France and Morocco are working on a friendship treaty designed to rest on durable strategic interests. The goal is to create, with necessary adjustments, an equivalent of the 1963 Élysée Treaty between France and Germany signed by Charles de Gaulle and Konrad Adenauer.
The joint commission tasked with this effort is not negotiating the treaty itself — that remains the prerogative of the two governments. Rather, it is charged with formulating proposals covering the partnership’s guiding principles, strategic priorities for the 2035–2040 horizon, political dialogue mechanisms, and areas of cooperation in economy, security, military, academia, and culture.
One fundamental question arises: why a friendship treaty? It would replace the La Celle-Saint-Cloud agreement signed in France on November 6, 1955, which laid the groundwork for Morocco’s return to independence and the end of the protectorate, formally recognized on March 2, 1956. That same accord allowed Paris to authorize Mohammed V’s return to the throne after his deportation on August 20, 1953.
Today, the aim is to consolidate a privileged, even exceptional cooperative relationship while laying strategic foundations for an equal partnership that will endure for decades.
Four main pillars stand out. The first is economic: France commits to major investments in Morocco’s automotive, railway, defense, and maritime transport sectors, and to support modernization with cutting-edge technologies.

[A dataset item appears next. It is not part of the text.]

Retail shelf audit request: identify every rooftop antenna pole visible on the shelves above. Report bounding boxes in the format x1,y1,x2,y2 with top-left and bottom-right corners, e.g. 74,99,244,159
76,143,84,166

In return, Rabat pledges preferential access for French companies to large infrastructure projects and offers tax incentives.
The second pillar involves security and defense industry cooperation. This includes military technology transfers that could eventually make Morocco a regional production center for light and heavy equipment — aircraft, ammunition, military vehicles, armored systems — as well as expanded joint training programs and strengthened intelligence coordination to address regional security challenges, particularly in the Sahel.
Culture forms the third pillar, and an important one. It entails preserving the privileged position of the French language in the education system, promoting francophonie without hindering the kingdom’s openness to English as a global business language, easing access for Moroccan students — currently over 42,000 — to French universities, expanding the existing network of twelve French cultural institutes, and opening new schools, especially in the southern provinces.
The final pillar is geopolitical and strategic. Paris backs Morocco’s core interests: support for the autonomy plan for the Sahara, validated by the United Nations Security Council within the framework of a negotiated settlement (Resolution 2797 of October 31, 2025), advocacy within European Union institutions, and defense of Moroccan interests in sectors like agriculture and fisheries in bilateral and multilateral cooperation frameworks.
France also hopes to count on Morocco to participate, in various ways, in new strategic alliances across West Africa, a region where French influence has waned over the past decade. The objective is to leverage the kingdom’s position as a regional hub.
This treaty carries major symbolic and diplomatic weight. It would bind France to a non-European Union state, whereas Algeria has failed to conclude a similar agreement for over twenty years, despite multiple attempts under the presidencies of Jacques Chirac, Abdelaziz Bouteflika, Emmanuel Macron, and Abdelmadjid Tebboune.
Morocco now asserts itself as a regional power, an economic hub, and a key player in energy, logistics, and security matters. This treaty could take on a demonstrative and exemplary dimension, serving as a model to reshape new forms of cooperation between Europe and Africa.